On Friday, the dog (40 lb lab mix) was left in the yard all day and upon returning home, we found she had dug up and chewed up the japonica. The only remains left of the plant was a fist size portion of the root ball (don't recall if it appeared "alive or dead"). I should note that the japonica (1-2 gallon size) was already (presumed) dead, since shortly after planting in early to mid August, it became very hot and the leaves scorched and fell off, and the plant turned completely brown. Sunday morning, we took the dog for a walk and she ran into a metal stake and hit the right side of her face, but was not phased. Late Monday night, we noticed her left eye was a bit swollen. Over the night, we noticed her right eye was now a bit swollen and the swelling on her left eye had gone down in comparison. Tuesday morning both eyes were still a bit swollen, but now her cheeks were also swollen. She looked in pain but was her normal active self so we were not overly concerned thinking that she was bruised up from bumping into the stake. This morning (Wednesday), we noticed that her eyes and cheeks are back to normal but now her ears are swollen. Again, her overall health appears ok. Is it possible that she is having a reaction to eating the plant (although it was dead, or maybe not?)? If so, does it appear that she received a "low dose" of poison and it is now working it's way out, or is it preparing to get worse? We are trying to determine if we should take her to the vet for medication or treatment. I know you are not a vet, but I thought that since you were familiar with the toxin of this plant, that I would check with you first (pardon my ignorance, maybe vets are familiar with this).

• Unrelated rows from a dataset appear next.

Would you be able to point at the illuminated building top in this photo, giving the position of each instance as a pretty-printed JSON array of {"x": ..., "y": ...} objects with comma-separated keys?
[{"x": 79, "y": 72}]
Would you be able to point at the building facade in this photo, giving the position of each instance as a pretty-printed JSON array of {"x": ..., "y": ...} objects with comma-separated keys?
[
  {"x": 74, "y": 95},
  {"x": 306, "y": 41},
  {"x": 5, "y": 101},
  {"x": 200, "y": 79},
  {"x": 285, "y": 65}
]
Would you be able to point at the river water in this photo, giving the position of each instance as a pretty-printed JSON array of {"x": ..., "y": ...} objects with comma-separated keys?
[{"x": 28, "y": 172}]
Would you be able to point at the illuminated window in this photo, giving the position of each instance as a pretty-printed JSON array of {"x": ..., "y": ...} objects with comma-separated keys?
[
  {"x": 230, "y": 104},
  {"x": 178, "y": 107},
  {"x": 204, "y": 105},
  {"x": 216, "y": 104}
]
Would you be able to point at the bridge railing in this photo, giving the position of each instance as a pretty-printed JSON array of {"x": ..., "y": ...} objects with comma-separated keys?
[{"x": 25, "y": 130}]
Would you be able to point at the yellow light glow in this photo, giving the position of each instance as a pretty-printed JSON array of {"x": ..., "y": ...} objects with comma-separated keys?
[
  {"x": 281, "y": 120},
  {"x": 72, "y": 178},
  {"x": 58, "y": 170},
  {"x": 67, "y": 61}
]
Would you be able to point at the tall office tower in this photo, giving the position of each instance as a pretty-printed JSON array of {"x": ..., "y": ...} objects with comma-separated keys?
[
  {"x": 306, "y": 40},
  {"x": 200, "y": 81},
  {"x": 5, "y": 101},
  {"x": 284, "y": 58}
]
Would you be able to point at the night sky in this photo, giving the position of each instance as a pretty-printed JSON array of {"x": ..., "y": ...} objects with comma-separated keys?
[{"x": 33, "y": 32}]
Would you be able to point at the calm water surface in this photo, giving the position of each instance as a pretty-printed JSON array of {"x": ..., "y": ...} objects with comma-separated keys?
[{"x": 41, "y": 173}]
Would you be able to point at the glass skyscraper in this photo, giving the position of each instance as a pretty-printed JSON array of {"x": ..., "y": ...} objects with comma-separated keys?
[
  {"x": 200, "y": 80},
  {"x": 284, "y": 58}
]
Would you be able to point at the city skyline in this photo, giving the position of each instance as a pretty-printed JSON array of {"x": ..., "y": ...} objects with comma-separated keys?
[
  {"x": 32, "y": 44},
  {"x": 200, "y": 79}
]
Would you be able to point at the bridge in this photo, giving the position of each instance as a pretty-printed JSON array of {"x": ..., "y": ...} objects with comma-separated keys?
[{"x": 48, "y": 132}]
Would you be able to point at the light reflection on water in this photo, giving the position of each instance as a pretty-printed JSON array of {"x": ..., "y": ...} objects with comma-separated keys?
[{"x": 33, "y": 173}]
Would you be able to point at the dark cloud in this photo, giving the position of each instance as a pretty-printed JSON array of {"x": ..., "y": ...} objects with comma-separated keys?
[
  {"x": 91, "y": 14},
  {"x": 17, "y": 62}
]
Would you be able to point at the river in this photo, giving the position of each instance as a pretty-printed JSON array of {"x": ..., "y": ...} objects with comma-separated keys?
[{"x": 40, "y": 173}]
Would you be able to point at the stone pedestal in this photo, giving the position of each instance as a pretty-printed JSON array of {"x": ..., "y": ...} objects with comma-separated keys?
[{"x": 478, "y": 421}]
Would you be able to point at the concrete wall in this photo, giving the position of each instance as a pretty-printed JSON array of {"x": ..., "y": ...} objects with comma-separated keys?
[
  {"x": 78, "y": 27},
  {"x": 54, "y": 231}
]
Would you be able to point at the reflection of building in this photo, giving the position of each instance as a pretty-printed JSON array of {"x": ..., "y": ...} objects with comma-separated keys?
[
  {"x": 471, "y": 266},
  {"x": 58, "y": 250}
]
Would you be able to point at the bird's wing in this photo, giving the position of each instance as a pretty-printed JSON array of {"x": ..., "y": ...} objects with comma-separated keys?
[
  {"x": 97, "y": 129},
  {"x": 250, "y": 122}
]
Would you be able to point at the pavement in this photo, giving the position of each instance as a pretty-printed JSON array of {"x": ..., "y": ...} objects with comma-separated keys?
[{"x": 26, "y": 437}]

As you recall, we did find that this plant was potentially harmful to dogs, but didn't think your lab would eat enough to harm her. Obviously, your dog is a bit unusual in this regard. The toxin would certainly be in the leaves stems, and roots. I can't imagine why your dog would eat a dead bush, but she did and it would not surprise me if she suffered an intoxication as a result. Watery eyes and nose are among the symptoms as are dizziness and salivation, signs of irritation to the mouth and mucous membranes. Low blood pressure, convulsions and death can occur eventually, although if this were going to happen, you should have already seen it. An open question is what else did this animal of such omnivorous and prodigous appetite eat? If she can eat a bush, is she eating other potentially harmful materials? And why is she doing this? I presume she is well-fed, so boredom could be a contributing factor here. I am not a vet or a trained behavioral scientist, but if I were you, I would find one or both in a hurry to help you restore this dog to health. And the more running and playful interaction you can provide for this dog, the better.